Rage lui jeta un œil faussement méchant par-dessus l’appareil photo réflex posé sur un trépied. Ils étaient passés dans un des studios d’enregistrement. Sur une table étaient posés plusieurs guitares électriques au dessin futuriste et bardées de boutons surnuméraires, ainsi qu’un mystérieux objet recouvert d’une serviette. Matt trônait derrière la table, comme un boutiquier de marché aux puces.

— J’allais te poser la même question avec tout ton appareillage, rétorqua Rage. Ça a l’air un poil complexe pour un Néandertalien de ton gabarit.

Matt prit une gorgée de bière pour étouffer un rire dans la canette qu’il avait gardée hors champ. Il jeta un regard oblique à Rage et lui lança, en guise de réponse :

— Tu sais que tu m’as scié, tout à l’heure, pendant la conférence. Tu l’as deviné quand ?

— Pas vraiment deviné, mais tu te souviens quand on leur avait donné un coup de main en Hongrie, il y a quelques années ?

— La « simple mission de récupération » qui s’était soldée par une fusillade, l’incendie d’un manoir ultra-protégé, le vol plané d’une voiture de collection et la course-poursuite sur les routes autour du Lac Alakon ?

— Balaton, corrigea Rage.

— Ouais, ça. Tu parles si je m’en souviens ! J’avais joué les voitures-balai, pour dégager les poursuivants.

— Ouais, et tu m’avais laissé au volant de la camionnette.

— Ça t’avait pas gêné, si je me souviens bien.

Rage haussa les épaules. Il avait dix-sept ans, à l’époque, et pas son permis.

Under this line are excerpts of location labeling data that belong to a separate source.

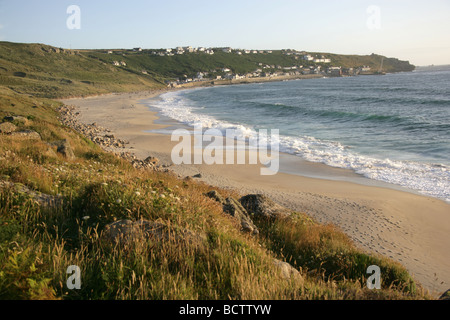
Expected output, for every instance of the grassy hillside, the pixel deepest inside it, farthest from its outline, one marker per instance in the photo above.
(56, 211)
(45, 71)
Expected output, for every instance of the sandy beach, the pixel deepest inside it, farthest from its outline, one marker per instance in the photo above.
(409, 228)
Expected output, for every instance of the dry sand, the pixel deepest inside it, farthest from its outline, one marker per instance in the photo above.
(409, 228)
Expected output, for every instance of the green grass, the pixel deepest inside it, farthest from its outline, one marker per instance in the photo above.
(38, 242)
(37, 70)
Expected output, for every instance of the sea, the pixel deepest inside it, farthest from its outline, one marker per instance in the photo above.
(392, 128)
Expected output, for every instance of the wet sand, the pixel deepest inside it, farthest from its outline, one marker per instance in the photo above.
(409, 228)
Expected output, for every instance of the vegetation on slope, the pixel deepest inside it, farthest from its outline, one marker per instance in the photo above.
(45, 71)
(54, 213)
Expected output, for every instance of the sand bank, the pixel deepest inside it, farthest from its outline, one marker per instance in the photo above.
(409, 228)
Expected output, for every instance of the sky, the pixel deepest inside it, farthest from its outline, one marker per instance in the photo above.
(413, 30)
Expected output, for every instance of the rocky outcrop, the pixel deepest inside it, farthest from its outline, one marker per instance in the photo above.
(445, 295)
(7, 127)
(126, 230)
(261, 206)
(17, 119)
(235, 209)
(64, 148)
(103, 137)
(26, 135)
(43, 199)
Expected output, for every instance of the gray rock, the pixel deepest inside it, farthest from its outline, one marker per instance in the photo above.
(262, 207)
(445, 295)
(20, 119)
(26, 135)
(7, 127)
(234, 208)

Ses parents le pensaient en colonie de vacances en Autriche, à apprendre l’allemand. Conduire de nuit sur des routes inconnues avec une horde de malfaisants surarmés aux fesses n’avait pas été l’expérience la plus agréable de son existence.

— Bref, avant que tu ne nous rejoignes dans la planque de Budapest, j’ai vu Florianne sans son… camouflage holomachin.

— Ils appellent ça un Masque.

— Voilà. Jusqu’à tout à l’heure, j’avais mis ça sur le compte de la fatigue, mais avec toutes les autres bizarreries autour de sa « famille »…

— Oui, je vois ce que tu veux dire. De sacrés drôles d’oiseaux…

— Et toi ?

— Quoi, moi ?

— Tu le sais depuis quand ?

— Depuis tellement longtemps que ça date d’une époque qui n’existe plus.

— Le concert ?

— Ouais…

Une ombre passa sur son visage, mais Rage ne le remarqua pas. Il continua, sur un ton presque rêveur :

— J’aurais bien voulu être là.

— Non.

La réponse de Matt fut si brutale qu’elle surprit Rage. Son vis-à-vis poursuivit :

— Crois-moi, t’as pas envie de te retrouver à seize ans, dans une ville en ruines, tes parents morts ou disparus, à devoir récupérer des cadavres sous les décombres ou tomber sur des missiles non explosés, en attendant d’avoir l’âge légal pour aller au front. Et puis le concert, moi Sync et les autres, on l’a passé à empêcher des malades qui voulaient flinguer Daryl ou ses petits camarades musiciens.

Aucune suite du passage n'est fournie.